He didn't let me sing in the movie theater. My favorite song came on during the introduction and I started to hum it, a low hum, almost like a buzz. It made me smile and as I was about to lightheartedly sing the chorus he said, "stop singing, you were never very good at it anyway." I instantly stopped, a little taken aback at first that he would have the audacity to say that. I pursed my lips tightly together, my body becoming rigid. "Ok, I won't." I whispered back. My eyes locked onto the screen and my body language became standoffish, slowly pulling my hand away from his.

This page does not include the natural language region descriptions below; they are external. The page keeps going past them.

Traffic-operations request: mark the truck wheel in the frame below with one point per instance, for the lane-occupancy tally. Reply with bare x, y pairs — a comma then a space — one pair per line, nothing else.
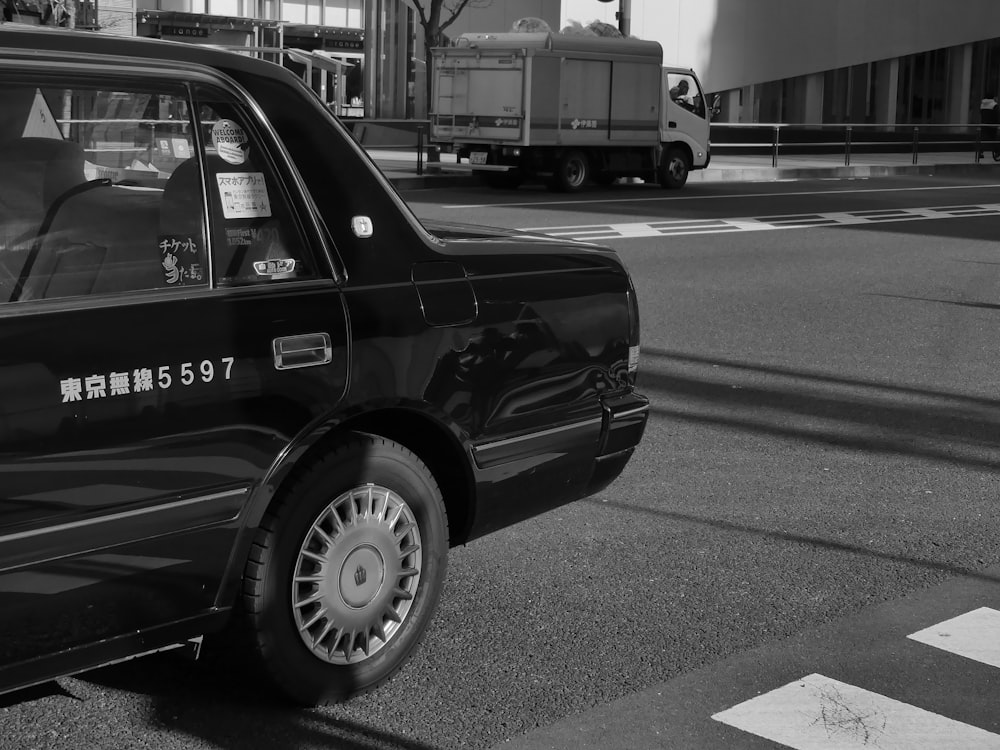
571, 172
346, 570
674, 168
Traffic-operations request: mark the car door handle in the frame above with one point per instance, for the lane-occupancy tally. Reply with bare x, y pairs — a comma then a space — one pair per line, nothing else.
304, 350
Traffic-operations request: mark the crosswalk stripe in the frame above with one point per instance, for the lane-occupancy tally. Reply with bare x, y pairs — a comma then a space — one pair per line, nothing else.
681, 227
820, 713
974, 635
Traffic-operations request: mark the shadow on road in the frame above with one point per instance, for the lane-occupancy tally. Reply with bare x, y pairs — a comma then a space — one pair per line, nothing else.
860, 415
219, 702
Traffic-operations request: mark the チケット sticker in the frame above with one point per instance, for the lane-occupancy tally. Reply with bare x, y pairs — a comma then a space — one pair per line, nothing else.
230, 141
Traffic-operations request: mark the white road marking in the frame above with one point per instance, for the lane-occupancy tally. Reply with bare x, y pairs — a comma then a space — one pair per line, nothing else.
974, 635
819, 713
702, 198
681, 227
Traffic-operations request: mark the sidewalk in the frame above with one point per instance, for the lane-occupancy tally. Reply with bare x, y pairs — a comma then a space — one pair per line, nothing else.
400, 165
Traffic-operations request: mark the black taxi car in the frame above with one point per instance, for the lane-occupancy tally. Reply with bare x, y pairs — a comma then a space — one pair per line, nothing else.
241, 382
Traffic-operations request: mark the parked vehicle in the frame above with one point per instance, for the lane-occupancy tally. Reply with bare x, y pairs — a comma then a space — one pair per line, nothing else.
240, 378
565, 108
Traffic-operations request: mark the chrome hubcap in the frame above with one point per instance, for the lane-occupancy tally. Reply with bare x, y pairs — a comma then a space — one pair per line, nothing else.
356, 574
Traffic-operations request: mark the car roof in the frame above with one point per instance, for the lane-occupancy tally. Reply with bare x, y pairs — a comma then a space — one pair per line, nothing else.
36, 41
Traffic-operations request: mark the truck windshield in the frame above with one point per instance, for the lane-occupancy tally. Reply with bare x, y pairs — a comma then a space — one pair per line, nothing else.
685, 92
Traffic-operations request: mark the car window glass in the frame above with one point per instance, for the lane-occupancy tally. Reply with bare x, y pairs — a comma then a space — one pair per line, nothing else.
256, 235
84, 171
685, 92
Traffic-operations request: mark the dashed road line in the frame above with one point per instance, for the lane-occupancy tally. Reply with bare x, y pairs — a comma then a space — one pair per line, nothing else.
682, 227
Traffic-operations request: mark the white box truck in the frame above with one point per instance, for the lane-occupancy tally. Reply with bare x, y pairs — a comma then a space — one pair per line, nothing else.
567, 108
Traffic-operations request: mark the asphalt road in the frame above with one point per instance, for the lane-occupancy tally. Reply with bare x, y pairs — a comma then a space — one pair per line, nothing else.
821, 462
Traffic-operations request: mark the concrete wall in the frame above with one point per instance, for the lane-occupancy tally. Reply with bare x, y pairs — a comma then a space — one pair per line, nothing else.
733, 43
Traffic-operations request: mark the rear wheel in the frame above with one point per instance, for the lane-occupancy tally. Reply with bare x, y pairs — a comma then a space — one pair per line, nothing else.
674, 168
571, 172
346, 571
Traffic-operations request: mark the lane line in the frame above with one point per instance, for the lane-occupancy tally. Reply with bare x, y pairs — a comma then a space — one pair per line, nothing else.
674, 198
974, 635
820, 713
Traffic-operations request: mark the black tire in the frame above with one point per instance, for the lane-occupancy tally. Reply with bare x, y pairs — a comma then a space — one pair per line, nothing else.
571, 172
364, 532
674, 168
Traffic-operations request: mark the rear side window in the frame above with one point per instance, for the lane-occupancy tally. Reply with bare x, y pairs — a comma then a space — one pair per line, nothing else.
256, 237
83, 170
106, 189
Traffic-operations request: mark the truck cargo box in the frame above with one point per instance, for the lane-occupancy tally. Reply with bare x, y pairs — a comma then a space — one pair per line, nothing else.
539, 89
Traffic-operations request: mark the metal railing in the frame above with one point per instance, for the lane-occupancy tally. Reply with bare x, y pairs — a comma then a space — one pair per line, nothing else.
848, 140
841, 143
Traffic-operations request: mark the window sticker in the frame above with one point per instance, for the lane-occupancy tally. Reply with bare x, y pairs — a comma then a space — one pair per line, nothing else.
230, 141
244, 195
144, 379
180, 260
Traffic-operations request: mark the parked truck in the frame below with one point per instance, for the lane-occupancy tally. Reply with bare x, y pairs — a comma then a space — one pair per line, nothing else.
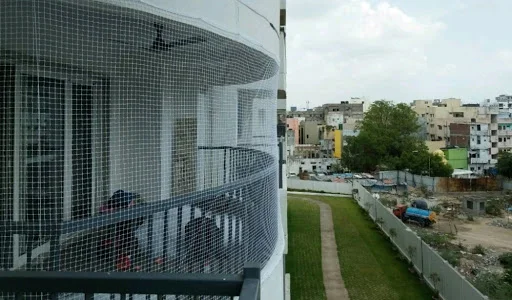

"Are you okay?" He questioned, realizing that I wasn't quite myself. "Yeah, just fine." I whispered. "Now watch the movie." I gave a half-smile and returned my gaze to the screen. I sang the song in my head. I still hang on every word, both the musical notes and the harsh ones he spat at me only minutes ago. We sit there for the rest of the movie and I do not make a sound. I am afraid to make any wrong movements that may be criticized.
I am afraid to sing because he doesn't let me sing in movie theaters or in car rides with the radio on. He reaches for my hand, intertwining our fingers as I leave mine limp. "Tell me what's wrong" he says looking over, concerned. I look back, attempting to tell him what just went through my stream of consciousness, but no words come out. I realize he has taken the song right out of me.